Examples of interfaces in progress: Proposing corrections to darwin core specimen and observation data. Thumb up /thumb down for accuracy or value of specific data elements, particularly common names and images - is this common name (in french, but not coded as such), as valuable as this common name (australian). Annotations of BHL - article boundaries in journal runs, linking species data (species descriptions, protologs, etc) to species names. Identifying illustrations in the literature to the relevant linked data (the species shown in the illustrations, the specimens shown in the illustrations), here user annotations become very interesting.

Use Case: Propose Correction.

Use Case: Rate Value of Linked Content/Property values. Use Case: Collect Feedback. Use Case: Tag properties.

Use Case: Tag identifiable objects with Properties.

Use Case: Annotate Structure of Documents.

Use Case: Annotate to link portions of documents to related data.

Annotation Agents: Specialists, General Public, Software.

Less yet concentration on workflows, distribution of annotations, chains of annotations.

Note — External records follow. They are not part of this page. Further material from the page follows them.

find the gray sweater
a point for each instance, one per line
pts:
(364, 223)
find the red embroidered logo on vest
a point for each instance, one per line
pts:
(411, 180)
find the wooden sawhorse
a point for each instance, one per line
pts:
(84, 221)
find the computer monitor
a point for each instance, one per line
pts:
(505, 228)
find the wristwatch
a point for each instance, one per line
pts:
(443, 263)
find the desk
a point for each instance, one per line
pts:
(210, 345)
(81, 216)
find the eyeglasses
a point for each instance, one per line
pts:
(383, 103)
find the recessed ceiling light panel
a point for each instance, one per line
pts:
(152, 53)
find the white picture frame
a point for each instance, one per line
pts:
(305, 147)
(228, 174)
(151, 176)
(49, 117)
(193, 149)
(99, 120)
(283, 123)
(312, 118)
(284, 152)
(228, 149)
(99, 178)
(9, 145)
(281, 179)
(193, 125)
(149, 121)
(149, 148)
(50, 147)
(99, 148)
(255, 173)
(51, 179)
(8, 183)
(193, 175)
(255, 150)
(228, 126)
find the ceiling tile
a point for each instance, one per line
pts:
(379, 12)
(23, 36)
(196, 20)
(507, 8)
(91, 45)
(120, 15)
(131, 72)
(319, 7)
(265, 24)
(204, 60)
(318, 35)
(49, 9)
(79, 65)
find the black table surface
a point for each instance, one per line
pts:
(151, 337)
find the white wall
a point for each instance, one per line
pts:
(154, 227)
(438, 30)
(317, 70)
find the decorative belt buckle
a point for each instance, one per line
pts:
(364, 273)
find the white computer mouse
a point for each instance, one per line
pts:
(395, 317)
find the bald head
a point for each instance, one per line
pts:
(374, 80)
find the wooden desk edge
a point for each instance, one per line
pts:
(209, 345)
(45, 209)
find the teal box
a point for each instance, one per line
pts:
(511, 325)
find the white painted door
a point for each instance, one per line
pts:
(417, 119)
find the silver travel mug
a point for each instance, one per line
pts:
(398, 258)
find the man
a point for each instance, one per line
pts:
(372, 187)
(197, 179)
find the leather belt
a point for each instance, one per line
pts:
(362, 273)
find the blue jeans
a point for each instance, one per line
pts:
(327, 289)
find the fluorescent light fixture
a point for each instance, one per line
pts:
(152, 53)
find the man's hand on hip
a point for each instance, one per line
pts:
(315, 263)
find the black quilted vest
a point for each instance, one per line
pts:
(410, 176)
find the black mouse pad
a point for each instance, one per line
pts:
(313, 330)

Annotation typically coming from a source outside the set of standard data providers. Very open world concept of anyone can add assertions as properties to identifiable objects - visualization of who is saying what very interesting. Vision on IT side to ask what kind of tool that will allow you to see all of information from original sources with subsequent assertions, with level of trust slider to display changing links in graph.

Some stages of concepts: record is (raw) original data in darwin core. Record is internally augmented (e.g. standardizing use of names) by source. Record has added corrections from subsequent sources. Record has added properties with cardinality of one to one. Record has added properties with cardinalites other than one to one. Compositonal rules of how annotations are supposed to relate to the orignal source data. Variable cardinality an interesting issue.

Discussion

Are there conventions we need to devise within the domain? Links between objects?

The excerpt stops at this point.